Delegate Jeffrey M. Frederick, also of Prince William County and a Gilmore backer, said Mr. Marshall’s arguments “most of the time are solid and he is right and most agree with him, but his methods are usually the problem.”

“Whether it’s the legislature or with your wife, you have to pick your battles, and I’m not sure how Bob discriminates between which battles he should pick and which he shouldn’t.”

A Republican delegate who asked not to be named said Mr. Marshall, a staunch pro-life advocate, forgets that he has to “have a seat at the table” if he wants to “eliminate abortion.”

Patrick McSweeney, a former state Republican Party chairman, said Mr. Marshall has the “spunk of Patrick Henry.”

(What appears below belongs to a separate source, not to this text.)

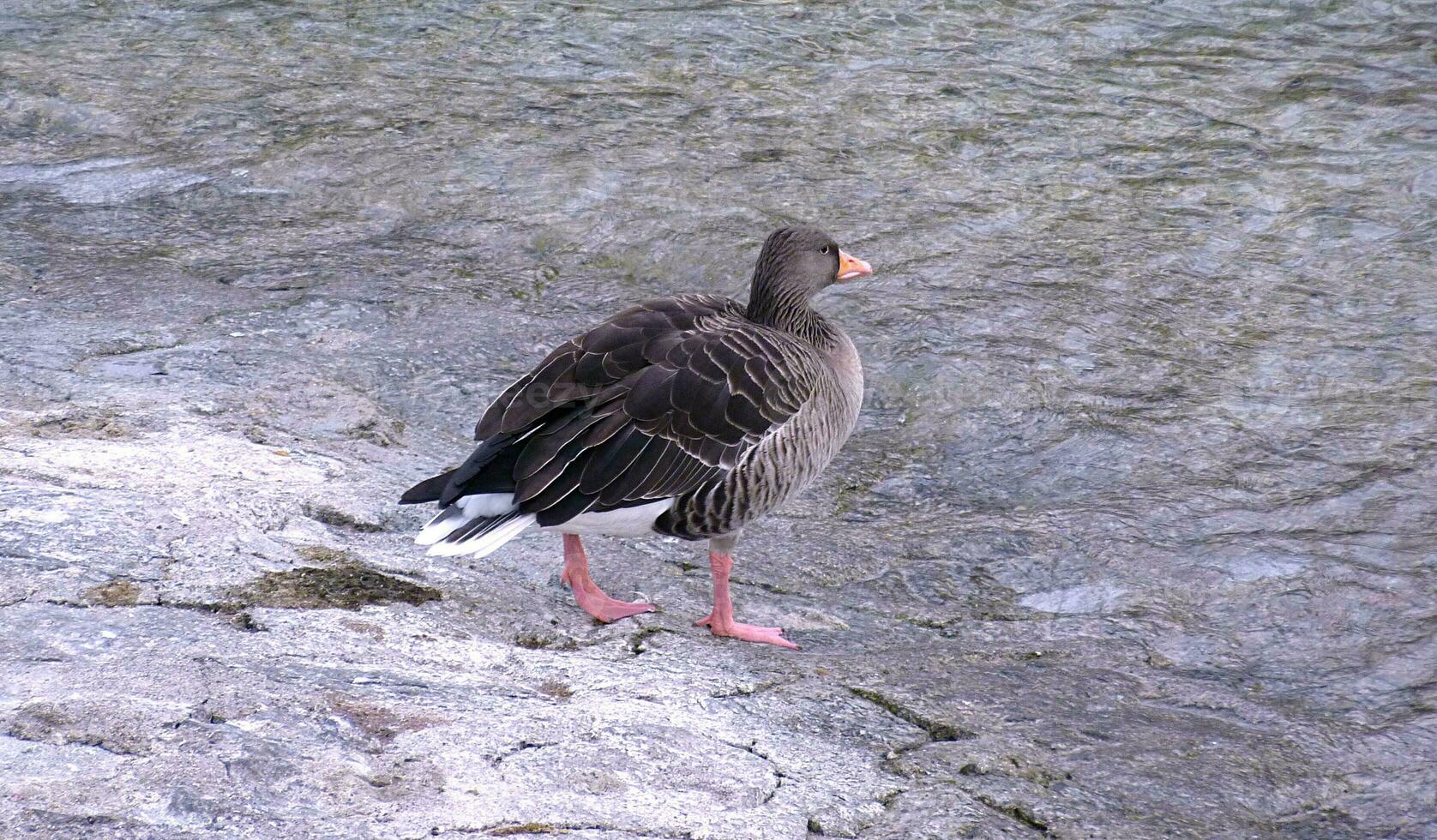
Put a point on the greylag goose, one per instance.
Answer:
(687, 415)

“Marshall is running against the prevailing political class that got us in the position we are in, not to be another member of that class. … Without a voice insisting that we confront our grave problems head-on, we may hit a wall very soon,” he said, referring to the souring economy and Congress’ “impulse to spend blindly.”

In recent months, Mr. Marshall has led a constitutional challenge to the financial underpinnings of the transportation package that state lawmakers passed last year, called for a no-confidence vote for House Speaker William J. Howell, Stafford Republican, and criticized Mr. Gilmore’s record on abortion.

The moves won him attention in the press but eroded his relationships with some lawmakers.

After criticizing Mr. Howell, Mr. Marshall was passed over as chairman of the House Privileges and Elections Committee, of which he was the most senior member.

“I didn’t take an oath to play on a team,” Mr. Marshall said. “I took an oath to defend the constitution of Virginia, and I was selected to do so by my constituents. So my first loyalty is to my constituents. It is not that I am annoyed with people; it’s just that my allegiance is to the citizens of Virginia. If that gets me in trouble with leadership, I will smile and deal with it another day.”

During a debate on gun control last week, House Republicans who appeared to agree with Mr. Marshall became alienated by his tactics. They cut off Mr. Marshall when he offered an amendment to allow college administrators and professors with concealed-weapons permits to carry guns on campus.

“Are we losing the sense of decency and comity in this place that you want to duck from the public so much that you want to treat one of your colleagues this way?” said Mr. Marshall. “I don’t think this is the way this body should operate.”

Mr. Marshall’s supporters say his record will deliver strong support at the party convention, particularly among the thousands of grass-roots activists, many of whom share his pro-life stance.

Mr. Gilmore has been accused of being soft on abortion. He says he opposes the procedure but that a woman should be allowed a choice in the first eight weeks of pregnancy.

“People may come after him and say he is not a team payer, but Bob Marshall never has to apologize for a bad vote to his conservative base,” Mr. Kenney said.